Jairus’s Girl by LR Hay is a biblically-based book aimed at probably middle-schoolers and high school aged children that tells the story of Jesus, his teachings, his crucifixion and his resurrection through the eyes of a simple young girl in the town of Capernaum in 33 AD. Tammie is your typical pre-teen, full of energy and excitement as she enters her teenage years. Her father is the Rabbi of Capernaum, commanding much respect and honor for the family. When an itinerant preacher comes to town and turns everyone’s lives upside down, Tammie is as excited about this Jesus as everyone else in the small town. When Jesus begins preaching and performing miracles amongst her family and friends, both Tammie and her father are convinced that Jesus is indeed the real thing and may even be the Messiah that the Jewish people have been waiting so long for, as prophesied. Not everyone is convinced, however, and to some Jewish people he is seen as nothing short of a blasphemer and a heretic.
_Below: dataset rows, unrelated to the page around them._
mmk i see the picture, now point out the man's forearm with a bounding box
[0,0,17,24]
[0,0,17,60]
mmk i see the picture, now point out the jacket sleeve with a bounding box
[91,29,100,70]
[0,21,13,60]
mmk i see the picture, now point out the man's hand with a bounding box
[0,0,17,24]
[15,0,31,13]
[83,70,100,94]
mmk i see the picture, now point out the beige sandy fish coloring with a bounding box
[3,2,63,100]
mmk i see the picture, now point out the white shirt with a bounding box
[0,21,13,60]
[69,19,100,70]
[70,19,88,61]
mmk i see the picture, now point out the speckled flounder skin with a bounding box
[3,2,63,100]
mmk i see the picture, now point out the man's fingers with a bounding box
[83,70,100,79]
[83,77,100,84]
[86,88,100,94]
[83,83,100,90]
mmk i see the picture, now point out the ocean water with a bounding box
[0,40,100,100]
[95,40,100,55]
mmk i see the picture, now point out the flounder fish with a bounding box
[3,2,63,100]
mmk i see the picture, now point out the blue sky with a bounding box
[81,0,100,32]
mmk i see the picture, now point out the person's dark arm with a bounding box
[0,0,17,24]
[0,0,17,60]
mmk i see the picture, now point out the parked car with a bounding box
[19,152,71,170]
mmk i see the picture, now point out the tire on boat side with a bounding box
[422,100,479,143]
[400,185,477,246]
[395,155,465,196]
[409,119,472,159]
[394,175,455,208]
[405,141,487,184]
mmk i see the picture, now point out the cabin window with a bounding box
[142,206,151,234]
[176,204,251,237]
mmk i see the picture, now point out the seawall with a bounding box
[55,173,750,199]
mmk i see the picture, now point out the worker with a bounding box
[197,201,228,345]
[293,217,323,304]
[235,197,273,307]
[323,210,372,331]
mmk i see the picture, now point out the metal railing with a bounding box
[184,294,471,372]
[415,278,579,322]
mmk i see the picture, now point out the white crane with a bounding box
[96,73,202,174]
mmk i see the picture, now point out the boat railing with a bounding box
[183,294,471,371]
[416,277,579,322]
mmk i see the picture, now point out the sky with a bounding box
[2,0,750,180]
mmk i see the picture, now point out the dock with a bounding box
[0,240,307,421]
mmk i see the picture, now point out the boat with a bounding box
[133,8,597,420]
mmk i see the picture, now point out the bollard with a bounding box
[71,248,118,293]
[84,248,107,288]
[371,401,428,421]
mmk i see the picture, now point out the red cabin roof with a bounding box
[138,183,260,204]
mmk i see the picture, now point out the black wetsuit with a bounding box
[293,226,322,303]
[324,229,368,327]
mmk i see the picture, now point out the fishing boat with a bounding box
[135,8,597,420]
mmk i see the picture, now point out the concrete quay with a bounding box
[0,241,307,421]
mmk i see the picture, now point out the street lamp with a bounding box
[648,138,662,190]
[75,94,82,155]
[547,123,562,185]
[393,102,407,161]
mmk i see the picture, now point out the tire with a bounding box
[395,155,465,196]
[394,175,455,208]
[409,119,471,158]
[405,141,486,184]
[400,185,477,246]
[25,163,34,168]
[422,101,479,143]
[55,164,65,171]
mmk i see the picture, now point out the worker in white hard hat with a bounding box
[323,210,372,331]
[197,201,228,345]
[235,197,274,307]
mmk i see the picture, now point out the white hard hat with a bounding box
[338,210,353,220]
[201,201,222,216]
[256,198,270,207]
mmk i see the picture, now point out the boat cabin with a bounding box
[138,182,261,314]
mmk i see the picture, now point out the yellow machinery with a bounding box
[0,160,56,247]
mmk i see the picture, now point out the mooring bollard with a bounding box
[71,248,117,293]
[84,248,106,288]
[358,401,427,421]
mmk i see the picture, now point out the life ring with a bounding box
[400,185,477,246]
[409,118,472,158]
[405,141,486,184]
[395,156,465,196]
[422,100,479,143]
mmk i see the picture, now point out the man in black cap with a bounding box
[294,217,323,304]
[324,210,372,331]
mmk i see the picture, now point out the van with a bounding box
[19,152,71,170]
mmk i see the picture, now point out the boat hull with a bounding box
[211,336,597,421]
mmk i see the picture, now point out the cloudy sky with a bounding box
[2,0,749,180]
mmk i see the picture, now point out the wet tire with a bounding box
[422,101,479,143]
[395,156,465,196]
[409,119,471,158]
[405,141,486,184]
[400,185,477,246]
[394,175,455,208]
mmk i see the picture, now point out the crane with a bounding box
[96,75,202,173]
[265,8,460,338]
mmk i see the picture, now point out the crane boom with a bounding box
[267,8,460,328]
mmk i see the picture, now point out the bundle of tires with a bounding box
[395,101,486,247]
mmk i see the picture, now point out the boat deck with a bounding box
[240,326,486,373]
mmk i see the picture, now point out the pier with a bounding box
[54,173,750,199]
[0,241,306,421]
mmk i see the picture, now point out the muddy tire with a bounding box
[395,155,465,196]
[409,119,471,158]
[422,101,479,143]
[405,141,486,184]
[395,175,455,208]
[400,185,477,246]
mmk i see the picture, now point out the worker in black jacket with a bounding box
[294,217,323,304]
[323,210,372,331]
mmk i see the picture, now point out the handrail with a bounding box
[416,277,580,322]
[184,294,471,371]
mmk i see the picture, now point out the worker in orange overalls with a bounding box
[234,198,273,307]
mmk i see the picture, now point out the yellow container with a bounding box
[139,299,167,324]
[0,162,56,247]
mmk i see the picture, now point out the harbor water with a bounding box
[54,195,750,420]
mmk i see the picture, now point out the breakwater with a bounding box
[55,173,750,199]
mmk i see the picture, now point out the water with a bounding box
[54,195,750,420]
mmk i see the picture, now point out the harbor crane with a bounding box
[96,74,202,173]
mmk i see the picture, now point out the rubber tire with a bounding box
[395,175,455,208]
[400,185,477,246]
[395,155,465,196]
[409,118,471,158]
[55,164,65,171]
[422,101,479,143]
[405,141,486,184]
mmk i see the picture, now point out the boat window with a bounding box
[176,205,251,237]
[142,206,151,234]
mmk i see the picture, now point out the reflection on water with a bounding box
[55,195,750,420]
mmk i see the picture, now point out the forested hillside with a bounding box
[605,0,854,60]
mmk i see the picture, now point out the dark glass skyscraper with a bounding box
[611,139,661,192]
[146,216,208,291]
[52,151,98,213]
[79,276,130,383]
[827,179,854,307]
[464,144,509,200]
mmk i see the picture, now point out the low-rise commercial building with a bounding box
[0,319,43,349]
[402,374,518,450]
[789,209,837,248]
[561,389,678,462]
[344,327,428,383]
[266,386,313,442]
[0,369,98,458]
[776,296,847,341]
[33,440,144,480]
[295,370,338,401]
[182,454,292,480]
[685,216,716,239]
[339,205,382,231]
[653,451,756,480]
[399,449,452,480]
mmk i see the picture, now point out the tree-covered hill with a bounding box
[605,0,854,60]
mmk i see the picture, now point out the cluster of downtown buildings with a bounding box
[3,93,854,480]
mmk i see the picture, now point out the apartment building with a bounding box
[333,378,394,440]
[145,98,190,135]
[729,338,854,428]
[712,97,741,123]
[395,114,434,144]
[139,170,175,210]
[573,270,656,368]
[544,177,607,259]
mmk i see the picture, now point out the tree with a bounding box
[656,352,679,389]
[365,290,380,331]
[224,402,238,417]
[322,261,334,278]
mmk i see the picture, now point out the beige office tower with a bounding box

Author LR Hay mentions that her target audience is young people, but that some adults have also read and enjoyed the adventures of Tammie and her family. I can count myself as one of those adults enamored and moved by this simple tale, Jairus’s Girl. Hay has crafted a sweet, funny and strangely moving tale that I have no doubt many young people will identify with. To put it simply, this book is a delight to read. The author uses the tool of “reader asides” to engage her readers and I found this a clever technique that subtly reminded us that although these things may have happened two thousand years ago, they are just as relevant today and the morals and lessons inherent in the story are equally applicable in modern times. I say to any doubters, forget it is about Christianity and just read and enjoy the adventures of a young girl in early Palestine. I’m certainly not overtly religious and I loved the story and the message it conveyed. It is a story well worth reading and definitely well worth the five stars I have given it.